Guardai in direzione di Alessandra che però, senza aspettare che io prendessi Alberto, era già venuta e si teneva allo stipite della porta per non cadere: la sua bocca era aperta è un rivolo di saliva e scorreva di lato per il piacere. La vidi arretrare e appoggiarsi con la schiena contro il muro dalla parte opposta alla porta, nel disimpegno. Doveva sostenersi alla parete per non cedere con le gambe. Poi scivolò con la schiena lungo il muro e si sedette a terra continuando ad osservare la scena attraverso la fessura da quella posizione.
Poggiai il glande contro il buco del ragazzo e lo infilai. Solo il glande. Poi lo tirai fuori lo feci voltare e glielo misi in bocca.
- bagnalo ancora - gli imposi.
Trasformato in una piccola troietta, Alberto cominciò a sbavarmi di nuovo sul cazzo e poi si girò di nuovo offrendomi il culo: questa volta feci entrare metà cazzo e presi a stantuffare lentissimamente. Di nuovo lo feci voltare e ripetemmo la scena precedente. La terza volta affondai senza stantuffare il cazzo fino alle palle e lo tenni così per qualche secondo, assicurandomi che fosse arrivato bene fino in fondo: con la punta sentivo la sua merda che era in fondo e, come dice il marchese De Sade, quella è la parte migliore.
Quando il suo sfintere si fu abituato, cominciai a muovermi dentro e fuori.
Alessandra, la madre, osservava la scena dal corridoio, seduta a terra a gambe aperte e stravolta dal piacere.
- Stai godendo, o hai bisogno di toccarti? - chiesi al ragazzo.
- Se mi tocco sborro subito - mi rispose.
Era anale anche lui, esattamente come la madre, godevano con il culo.
L’idea che Alessandra ci stesse osservando e che quei due matti avessero intessuto una relazione perversa, seppur non vissuta, mi fece eccitare a partire dalla testa e così con il poco seme che mi restava dopo la violenta scopata con Alessandra bagnai l’interno del culo del ragazzo ma al tempo stesso gli afferrai il cazzo e lo segai per farlo venire abbondantemente.
Il suo sfintere si stringeva intorno al mio pene mentre sborrava e questo mi provocò un piacere immenso.
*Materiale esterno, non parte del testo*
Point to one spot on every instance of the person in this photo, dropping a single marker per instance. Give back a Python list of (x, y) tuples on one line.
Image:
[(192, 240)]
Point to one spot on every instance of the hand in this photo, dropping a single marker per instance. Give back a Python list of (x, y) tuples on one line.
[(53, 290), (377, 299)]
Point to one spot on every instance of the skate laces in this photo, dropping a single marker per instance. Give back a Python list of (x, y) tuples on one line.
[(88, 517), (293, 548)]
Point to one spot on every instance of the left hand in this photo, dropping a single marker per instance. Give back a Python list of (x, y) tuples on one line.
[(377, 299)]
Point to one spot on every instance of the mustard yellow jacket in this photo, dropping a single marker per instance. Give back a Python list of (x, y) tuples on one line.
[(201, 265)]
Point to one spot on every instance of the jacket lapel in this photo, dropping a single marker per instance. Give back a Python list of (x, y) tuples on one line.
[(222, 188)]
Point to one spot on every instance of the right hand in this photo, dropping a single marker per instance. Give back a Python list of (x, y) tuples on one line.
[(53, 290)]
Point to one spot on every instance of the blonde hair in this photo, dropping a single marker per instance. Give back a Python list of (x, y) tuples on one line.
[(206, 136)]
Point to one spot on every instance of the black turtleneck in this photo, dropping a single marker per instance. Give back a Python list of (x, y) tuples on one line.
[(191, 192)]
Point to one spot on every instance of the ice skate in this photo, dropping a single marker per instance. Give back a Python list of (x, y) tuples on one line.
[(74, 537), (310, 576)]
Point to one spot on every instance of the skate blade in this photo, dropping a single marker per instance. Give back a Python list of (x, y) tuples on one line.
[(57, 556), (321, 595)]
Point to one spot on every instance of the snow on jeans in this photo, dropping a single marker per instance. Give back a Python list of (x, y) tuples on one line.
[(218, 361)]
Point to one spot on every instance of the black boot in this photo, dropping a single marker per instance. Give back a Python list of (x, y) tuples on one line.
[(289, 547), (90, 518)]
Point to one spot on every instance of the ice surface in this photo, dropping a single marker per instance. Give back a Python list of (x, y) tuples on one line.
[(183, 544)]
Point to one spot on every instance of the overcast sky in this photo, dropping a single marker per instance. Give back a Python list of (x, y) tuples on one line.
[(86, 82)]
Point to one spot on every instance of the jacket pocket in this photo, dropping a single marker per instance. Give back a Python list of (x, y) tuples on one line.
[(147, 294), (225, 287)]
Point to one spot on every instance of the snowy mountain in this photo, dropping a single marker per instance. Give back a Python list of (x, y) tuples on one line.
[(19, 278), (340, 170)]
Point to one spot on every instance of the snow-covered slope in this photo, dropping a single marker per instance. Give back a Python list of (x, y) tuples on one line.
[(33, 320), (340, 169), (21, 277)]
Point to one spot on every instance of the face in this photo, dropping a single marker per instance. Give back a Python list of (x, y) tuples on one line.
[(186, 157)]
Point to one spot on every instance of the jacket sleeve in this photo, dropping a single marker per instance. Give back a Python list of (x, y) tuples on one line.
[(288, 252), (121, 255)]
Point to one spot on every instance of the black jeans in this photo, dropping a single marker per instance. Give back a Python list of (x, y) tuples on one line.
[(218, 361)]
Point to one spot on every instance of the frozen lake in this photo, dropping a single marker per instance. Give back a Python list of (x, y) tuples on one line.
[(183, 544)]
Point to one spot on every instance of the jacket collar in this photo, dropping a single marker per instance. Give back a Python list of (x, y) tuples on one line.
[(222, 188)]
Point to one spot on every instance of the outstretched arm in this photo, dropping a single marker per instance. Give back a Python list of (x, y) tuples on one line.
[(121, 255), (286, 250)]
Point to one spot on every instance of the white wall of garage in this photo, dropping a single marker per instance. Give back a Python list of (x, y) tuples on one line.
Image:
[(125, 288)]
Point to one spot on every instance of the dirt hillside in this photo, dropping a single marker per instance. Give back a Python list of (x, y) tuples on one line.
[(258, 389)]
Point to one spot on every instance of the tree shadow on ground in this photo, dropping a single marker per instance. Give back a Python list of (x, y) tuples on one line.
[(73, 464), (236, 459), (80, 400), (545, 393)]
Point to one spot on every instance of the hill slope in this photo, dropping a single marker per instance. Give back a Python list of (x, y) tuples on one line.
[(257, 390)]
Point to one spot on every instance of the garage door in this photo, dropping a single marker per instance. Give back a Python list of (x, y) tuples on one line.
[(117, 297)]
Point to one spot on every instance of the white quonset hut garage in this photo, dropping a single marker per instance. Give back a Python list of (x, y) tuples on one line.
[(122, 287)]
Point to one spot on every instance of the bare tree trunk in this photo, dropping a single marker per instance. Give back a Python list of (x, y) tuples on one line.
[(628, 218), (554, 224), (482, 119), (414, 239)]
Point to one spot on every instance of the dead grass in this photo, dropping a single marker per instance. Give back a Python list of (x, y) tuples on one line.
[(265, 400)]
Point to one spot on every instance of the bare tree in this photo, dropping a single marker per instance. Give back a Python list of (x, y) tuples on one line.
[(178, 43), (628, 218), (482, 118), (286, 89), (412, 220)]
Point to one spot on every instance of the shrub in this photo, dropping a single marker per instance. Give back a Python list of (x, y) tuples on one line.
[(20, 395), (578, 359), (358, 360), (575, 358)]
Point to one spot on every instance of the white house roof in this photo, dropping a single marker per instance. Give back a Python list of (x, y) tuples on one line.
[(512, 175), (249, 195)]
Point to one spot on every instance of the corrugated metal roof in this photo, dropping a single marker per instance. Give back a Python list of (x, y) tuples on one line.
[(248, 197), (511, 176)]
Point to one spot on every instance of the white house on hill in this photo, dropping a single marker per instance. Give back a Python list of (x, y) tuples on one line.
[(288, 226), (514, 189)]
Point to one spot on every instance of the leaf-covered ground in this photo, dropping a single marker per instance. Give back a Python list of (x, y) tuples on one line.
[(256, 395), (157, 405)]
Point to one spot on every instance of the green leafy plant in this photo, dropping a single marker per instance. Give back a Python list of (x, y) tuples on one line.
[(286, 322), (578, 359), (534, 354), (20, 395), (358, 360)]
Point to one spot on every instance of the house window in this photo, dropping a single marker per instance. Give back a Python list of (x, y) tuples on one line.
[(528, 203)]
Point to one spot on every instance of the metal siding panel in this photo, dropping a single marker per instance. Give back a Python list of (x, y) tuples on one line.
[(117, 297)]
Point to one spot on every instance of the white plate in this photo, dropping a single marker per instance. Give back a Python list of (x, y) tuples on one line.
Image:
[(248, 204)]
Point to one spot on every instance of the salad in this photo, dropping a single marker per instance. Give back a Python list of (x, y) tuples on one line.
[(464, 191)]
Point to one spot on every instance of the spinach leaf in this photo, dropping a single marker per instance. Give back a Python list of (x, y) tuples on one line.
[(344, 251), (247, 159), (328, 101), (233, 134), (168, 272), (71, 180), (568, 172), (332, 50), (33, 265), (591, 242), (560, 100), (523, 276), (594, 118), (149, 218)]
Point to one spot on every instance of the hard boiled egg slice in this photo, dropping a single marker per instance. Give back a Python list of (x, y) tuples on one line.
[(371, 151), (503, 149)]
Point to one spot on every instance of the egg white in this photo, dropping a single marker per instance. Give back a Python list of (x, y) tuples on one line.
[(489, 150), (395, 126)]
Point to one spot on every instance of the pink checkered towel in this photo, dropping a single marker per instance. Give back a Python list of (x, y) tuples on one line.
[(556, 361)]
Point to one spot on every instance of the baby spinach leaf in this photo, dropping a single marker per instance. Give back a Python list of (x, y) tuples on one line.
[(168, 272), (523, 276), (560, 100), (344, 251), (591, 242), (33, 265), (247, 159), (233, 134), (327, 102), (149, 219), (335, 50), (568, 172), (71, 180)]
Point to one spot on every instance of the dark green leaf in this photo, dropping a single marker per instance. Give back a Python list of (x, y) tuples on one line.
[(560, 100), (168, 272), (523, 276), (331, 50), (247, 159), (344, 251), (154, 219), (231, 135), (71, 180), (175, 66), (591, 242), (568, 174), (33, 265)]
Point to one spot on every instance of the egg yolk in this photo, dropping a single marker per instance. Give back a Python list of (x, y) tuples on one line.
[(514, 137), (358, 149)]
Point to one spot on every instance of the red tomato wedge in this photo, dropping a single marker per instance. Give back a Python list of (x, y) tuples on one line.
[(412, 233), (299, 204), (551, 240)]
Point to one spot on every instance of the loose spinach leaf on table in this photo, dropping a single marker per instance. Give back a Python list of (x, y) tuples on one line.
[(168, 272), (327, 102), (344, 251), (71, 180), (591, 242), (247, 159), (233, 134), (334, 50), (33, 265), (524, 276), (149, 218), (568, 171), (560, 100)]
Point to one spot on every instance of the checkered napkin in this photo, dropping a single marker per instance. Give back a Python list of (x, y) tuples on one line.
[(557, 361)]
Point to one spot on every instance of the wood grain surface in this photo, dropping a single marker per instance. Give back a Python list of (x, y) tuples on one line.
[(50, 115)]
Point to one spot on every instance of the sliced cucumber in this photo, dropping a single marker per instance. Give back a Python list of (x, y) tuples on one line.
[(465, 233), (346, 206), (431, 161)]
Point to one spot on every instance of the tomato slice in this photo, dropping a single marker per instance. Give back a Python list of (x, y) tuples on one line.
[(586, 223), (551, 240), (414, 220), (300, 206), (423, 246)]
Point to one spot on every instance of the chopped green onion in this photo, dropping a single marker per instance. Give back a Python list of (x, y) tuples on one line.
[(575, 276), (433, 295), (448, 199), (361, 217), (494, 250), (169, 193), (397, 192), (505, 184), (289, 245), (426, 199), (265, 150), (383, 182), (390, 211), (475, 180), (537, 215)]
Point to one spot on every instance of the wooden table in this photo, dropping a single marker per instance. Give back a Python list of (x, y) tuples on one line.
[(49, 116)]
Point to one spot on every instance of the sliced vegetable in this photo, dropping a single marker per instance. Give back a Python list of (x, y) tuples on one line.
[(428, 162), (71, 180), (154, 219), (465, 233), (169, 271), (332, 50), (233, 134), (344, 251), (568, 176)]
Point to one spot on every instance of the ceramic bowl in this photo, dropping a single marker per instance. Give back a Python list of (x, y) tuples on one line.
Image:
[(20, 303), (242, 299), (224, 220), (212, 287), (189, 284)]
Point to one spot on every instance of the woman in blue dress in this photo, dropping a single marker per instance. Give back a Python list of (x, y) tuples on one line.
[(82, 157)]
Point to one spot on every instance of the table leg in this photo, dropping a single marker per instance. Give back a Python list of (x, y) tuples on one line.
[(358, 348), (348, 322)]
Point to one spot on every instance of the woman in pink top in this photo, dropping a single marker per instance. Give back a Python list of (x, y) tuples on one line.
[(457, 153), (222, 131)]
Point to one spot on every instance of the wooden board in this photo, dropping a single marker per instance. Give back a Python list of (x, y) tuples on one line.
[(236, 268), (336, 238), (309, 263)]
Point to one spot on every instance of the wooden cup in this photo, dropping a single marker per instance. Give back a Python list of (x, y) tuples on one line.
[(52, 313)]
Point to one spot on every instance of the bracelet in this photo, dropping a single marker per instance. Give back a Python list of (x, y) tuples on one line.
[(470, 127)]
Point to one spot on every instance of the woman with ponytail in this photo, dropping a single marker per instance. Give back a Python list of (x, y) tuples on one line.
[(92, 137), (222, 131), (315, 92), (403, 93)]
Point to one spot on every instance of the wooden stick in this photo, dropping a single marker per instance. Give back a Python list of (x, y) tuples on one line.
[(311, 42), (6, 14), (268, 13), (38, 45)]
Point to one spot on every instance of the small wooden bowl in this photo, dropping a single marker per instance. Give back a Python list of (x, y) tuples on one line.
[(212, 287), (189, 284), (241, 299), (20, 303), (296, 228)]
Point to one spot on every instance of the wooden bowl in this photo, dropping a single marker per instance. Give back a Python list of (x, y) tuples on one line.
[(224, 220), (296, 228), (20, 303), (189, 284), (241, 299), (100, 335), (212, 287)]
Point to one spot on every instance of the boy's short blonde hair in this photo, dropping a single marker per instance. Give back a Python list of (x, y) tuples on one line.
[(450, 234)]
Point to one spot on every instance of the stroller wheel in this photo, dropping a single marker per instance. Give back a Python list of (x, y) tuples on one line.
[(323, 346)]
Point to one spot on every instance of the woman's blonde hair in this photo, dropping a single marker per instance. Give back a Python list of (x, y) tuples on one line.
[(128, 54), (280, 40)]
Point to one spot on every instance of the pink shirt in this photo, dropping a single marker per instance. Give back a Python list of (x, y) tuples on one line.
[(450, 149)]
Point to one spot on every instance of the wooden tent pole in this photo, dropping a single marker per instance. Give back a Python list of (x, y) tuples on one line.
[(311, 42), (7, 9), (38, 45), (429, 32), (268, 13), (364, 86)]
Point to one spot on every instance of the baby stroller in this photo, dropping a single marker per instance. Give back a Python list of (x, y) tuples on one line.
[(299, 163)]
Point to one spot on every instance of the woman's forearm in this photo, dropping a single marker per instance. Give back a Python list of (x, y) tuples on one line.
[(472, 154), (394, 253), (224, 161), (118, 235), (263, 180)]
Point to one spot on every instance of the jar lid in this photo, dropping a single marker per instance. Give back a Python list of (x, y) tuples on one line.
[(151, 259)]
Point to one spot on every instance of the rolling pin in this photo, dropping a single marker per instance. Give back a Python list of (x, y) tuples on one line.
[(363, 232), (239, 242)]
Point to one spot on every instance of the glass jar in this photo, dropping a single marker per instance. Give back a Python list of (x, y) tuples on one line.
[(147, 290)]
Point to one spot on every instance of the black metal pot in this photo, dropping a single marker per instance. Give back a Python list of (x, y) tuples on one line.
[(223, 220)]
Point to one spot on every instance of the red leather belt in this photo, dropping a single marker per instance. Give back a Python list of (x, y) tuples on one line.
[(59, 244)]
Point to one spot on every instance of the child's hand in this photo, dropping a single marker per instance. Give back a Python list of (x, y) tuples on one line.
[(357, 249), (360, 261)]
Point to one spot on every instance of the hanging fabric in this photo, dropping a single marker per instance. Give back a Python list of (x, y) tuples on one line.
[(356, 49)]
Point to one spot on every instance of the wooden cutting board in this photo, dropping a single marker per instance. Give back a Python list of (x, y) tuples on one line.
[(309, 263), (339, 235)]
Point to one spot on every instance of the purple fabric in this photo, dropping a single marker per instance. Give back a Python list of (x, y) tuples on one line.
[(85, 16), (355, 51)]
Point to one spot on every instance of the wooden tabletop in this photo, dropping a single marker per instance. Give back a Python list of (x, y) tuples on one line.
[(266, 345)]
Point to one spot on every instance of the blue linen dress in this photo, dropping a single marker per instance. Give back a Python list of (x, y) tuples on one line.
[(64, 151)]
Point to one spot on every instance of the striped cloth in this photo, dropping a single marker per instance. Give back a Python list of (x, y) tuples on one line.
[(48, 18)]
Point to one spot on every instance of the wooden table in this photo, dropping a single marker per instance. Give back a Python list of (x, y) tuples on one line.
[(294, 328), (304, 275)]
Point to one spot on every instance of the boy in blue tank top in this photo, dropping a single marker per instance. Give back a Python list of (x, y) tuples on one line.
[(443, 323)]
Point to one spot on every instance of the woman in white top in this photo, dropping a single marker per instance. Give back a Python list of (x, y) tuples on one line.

Sentivo la sua sborra scorrere sulla mano destra e sembrava non finire più.
Mi voltai verso Alessandra, ma notai che non era più seduta lì: sapeva che saremmo usciti dalla stanza e non voleva farsi trovare in maniera esplicita lì.
Poi mi accorsi che anche Alberto che esausto e si era buttato con la testa sul letto: pur rimanendo a pecorina con il mio cazzo piantato dentro guardava verso la fessura te la porta.
Quel porco si era accorto che la madre era lì e aveva messo su un bel teatrino per lei.